Crystalline silica is a mineral that occurs naturally at most industrial plants, construction sites, and quarry workshops. Silica is an essential natural ingredient in sand, concrete, stone, and mortar contain crystalline silica and is essential to the production of glass, stoneware, ceramics, slabs, concrete, and artificial stone. Earthmoving equipment tends to contain silica as industrial sand used in, such as foundry work and hydraulic fracturing, is a source of crystalline silica.

Crystalline Silica is a leading cause of lung cancer

Crystalline Silica particles are the root of various diseases, including silicosis, an incurable lung disease that can lead to disability and mortality. A well-known occupational hazard, crystalline silica, when inhaled, is a leading factor in lung cancer, chronic obstructive pulmonary disease (COPD), and kidney malfunctions.

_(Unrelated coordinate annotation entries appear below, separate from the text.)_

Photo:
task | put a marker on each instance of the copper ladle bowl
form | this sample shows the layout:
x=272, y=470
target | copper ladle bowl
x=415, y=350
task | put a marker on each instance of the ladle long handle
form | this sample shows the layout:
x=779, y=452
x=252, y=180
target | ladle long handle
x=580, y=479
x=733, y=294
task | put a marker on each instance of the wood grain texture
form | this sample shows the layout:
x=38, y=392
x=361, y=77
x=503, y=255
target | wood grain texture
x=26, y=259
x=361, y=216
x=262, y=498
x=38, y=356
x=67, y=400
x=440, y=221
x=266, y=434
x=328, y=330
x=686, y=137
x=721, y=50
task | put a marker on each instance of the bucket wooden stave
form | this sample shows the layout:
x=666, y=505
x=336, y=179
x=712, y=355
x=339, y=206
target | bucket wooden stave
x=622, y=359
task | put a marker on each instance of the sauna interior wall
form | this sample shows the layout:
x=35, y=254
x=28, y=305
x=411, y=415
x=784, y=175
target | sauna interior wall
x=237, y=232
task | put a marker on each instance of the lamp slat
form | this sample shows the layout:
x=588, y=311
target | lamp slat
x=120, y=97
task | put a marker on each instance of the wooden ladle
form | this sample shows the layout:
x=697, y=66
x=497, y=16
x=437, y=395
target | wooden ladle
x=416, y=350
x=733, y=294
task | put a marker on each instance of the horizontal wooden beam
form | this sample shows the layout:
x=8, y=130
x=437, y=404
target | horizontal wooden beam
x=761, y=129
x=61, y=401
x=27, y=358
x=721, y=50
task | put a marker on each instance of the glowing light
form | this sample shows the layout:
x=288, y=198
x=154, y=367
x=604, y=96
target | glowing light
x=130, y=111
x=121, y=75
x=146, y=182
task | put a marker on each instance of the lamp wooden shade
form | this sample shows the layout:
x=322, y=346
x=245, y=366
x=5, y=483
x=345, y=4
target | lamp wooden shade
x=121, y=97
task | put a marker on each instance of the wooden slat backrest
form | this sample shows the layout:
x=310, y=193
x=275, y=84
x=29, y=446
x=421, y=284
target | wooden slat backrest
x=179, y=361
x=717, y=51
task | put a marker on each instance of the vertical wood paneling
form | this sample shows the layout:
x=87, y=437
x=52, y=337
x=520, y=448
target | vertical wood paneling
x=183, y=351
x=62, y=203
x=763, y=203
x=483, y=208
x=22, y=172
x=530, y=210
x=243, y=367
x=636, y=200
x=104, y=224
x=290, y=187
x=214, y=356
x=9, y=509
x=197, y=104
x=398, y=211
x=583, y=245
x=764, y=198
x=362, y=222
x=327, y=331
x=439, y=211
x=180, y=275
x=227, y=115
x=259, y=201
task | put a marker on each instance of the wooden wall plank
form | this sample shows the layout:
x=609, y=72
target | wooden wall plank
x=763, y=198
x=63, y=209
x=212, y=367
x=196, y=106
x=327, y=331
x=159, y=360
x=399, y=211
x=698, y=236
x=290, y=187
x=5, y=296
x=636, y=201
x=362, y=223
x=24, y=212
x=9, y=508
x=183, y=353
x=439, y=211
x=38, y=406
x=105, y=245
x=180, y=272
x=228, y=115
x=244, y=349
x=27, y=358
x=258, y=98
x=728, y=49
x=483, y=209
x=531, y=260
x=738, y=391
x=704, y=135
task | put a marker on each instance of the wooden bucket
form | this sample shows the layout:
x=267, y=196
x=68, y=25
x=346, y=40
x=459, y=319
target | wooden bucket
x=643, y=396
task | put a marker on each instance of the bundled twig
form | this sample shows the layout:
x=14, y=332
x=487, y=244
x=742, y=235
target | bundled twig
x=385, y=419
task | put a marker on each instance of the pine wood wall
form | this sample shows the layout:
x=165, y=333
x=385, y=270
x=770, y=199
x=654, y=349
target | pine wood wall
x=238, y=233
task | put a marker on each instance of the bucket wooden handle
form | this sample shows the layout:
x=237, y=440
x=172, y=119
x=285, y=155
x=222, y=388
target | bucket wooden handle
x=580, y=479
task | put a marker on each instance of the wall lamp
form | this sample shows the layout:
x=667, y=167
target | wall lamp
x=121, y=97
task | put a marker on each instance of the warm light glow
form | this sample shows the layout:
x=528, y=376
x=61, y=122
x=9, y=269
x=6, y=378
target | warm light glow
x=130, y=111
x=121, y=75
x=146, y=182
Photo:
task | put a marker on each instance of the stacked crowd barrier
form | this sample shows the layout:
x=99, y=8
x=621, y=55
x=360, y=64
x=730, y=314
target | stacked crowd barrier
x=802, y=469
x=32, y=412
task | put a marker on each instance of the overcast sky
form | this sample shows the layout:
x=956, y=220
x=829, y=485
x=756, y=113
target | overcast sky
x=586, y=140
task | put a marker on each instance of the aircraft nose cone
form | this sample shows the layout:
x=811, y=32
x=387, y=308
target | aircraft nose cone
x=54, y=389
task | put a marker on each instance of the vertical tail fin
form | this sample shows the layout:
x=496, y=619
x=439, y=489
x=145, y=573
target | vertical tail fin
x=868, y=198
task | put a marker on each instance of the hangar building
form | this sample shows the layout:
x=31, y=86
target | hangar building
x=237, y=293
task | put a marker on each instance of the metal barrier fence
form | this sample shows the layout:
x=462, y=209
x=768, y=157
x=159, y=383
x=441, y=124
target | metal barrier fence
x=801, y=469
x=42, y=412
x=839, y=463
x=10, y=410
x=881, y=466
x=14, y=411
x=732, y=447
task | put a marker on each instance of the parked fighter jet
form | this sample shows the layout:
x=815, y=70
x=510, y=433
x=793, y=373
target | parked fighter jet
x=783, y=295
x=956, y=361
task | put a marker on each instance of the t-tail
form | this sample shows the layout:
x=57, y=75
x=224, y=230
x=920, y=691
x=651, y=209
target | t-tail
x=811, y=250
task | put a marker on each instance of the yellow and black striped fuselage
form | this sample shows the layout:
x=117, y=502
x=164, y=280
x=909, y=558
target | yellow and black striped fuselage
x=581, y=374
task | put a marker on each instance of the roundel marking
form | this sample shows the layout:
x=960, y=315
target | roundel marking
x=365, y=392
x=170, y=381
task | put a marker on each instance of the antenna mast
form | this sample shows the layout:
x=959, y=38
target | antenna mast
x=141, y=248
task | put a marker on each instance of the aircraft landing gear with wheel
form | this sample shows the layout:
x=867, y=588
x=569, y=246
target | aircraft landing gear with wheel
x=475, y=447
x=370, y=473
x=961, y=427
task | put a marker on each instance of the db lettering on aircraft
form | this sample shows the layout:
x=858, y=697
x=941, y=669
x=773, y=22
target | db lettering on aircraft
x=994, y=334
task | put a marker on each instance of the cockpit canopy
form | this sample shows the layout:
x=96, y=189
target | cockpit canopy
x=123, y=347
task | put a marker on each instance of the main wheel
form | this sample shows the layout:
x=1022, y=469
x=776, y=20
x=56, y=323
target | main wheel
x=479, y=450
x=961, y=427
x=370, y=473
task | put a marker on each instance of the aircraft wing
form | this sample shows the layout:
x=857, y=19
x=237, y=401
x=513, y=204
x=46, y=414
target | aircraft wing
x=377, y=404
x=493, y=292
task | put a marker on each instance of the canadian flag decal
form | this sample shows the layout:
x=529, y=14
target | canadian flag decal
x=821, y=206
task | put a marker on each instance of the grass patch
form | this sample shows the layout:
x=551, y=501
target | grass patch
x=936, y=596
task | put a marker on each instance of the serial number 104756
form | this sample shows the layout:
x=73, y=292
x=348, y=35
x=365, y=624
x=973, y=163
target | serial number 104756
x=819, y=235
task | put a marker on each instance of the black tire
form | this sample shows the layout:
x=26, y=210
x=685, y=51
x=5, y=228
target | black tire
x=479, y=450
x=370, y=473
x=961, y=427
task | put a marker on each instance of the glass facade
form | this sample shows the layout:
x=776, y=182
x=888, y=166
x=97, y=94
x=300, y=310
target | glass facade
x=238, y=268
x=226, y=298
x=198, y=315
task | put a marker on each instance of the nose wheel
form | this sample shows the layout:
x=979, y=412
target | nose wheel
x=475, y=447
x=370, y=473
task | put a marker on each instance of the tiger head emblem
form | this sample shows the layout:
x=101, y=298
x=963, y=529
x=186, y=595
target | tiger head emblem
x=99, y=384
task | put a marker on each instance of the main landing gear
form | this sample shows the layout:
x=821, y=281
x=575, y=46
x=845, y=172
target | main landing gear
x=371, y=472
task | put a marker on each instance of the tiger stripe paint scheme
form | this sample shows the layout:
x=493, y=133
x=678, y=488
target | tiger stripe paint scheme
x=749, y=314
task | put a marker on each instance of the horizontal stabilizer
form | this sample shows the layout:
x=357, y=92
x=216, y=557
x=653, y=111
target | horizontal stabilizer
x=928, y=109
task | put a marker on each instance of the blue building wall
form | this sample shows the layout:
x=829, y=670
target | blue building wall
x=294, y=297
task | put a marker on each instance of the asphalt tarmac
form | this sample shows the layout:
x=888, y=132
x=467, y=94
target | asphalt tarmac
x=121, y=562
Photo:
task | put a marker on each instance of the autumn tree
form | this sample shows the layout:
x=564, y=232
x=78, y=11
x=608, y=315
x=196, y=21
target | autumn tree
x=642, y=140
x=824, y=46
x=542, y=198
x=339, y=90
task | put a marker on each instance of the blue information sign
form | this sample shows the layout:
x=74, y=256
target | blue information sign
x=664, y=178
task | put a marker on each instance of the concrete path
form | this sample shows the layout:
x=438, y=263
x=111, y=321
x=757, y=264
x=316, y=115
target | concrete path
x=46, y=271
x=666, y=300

High-energy operations such as grinding, drilling, and crushing of stone, rock, concrete, brick, block, and mortar with the help of earthmoving equipment suspend the silica crystals into the atmosphere, putting the nearby personnel at risk of ailments as mentioned earlier. Besides, activities inside a quarry workshop such as blasting, grinding cutting, or crushing stone generate respirable silica dust.

Although employers use various engineering controls when handling crystalline silica-containing materials to mitigate exposure, silica dust is inevitable in most industrial operations, construction works, and quarry workshops. So are growing cases of lung cancer, other respiratory diseases, and kidney failure, 600 deaths a year, and more than 900 new cases every year.

Not adhering to prescribed limits may attract penalties

Respirators are disallowed unless engineering controls cannot safeguard silica dust emission under the prescribed exposure limit (PEL) because they are neither as protective as engineering controls nor precisely practical. Moreover, respirators are challenging to affix, manage, and maintain.

They must be exclusively fitted regularly refitted and consistently maintained. If an underlying filter is not supported or replaced when necessary, then there is no point in a respirator in the first place. Moreover, workers won’t be comfortable working while wearing respirators, which is already high protection for the employer. Even when best practices are followed about ventilators, and how they are selected, fitted, and maintained correctly, they must be worn reliably and appropriately by workers to be operative.

Respirators can hamper workers’ efficiency during the hot or humid climates.

Nevertheless, being not compliant with PEL regulations on silica dust exposure, you are not only putting the health of your workers at risk but may also attract hefty penalties due to non-compliance.

Our industrial vacuums are the best dust-collection agents

At the purest form of engineering controls, water is among the best ways to subdue airborne silica crystals at the source. Employing the water method, a nozzle is enclosed to a power tool. It squashes a steady stream of water at the place of cutting, grinding, drilling, etc. to prevent dust from suspending into the air and those corresponding illnesses. However, many a time using water isn’t a viable option to keep the silica in the surrounding areas at bay. In those tough situations, an industrial vacuum comes in handy to collect suspended silica particles.

It’s vital to note that compressed air or dry sweeping should be shunned. These methods, on the contrary, are a sure-shot way to suspend more silica dust into the air and increase exposure beyond PEL. Likewise, blowers are not precisely effective as dust control devices when used as the only control method and should not be used as the primary method for collecting carcinogenic dust.

Our industrial vacuums, if airborne dust containing silica is generated, act as mechanical ventilation or dust collection systems with an airflow mechanism guaranteed to remove airborne contaminants from workers’ areas of breathing.

Our heavy-duty cyclonic industrial vacuum, with a considerable capacity to collect silica dust or any other sort of hazardous dust that is fluffy, lightweight, easy to airborne, and hard to manage, ensures compliance. Being configured for extended working cycles where silica dust collection is a critical part of business operations, having huge dust bins makes dust collection much more comfortable and convenient.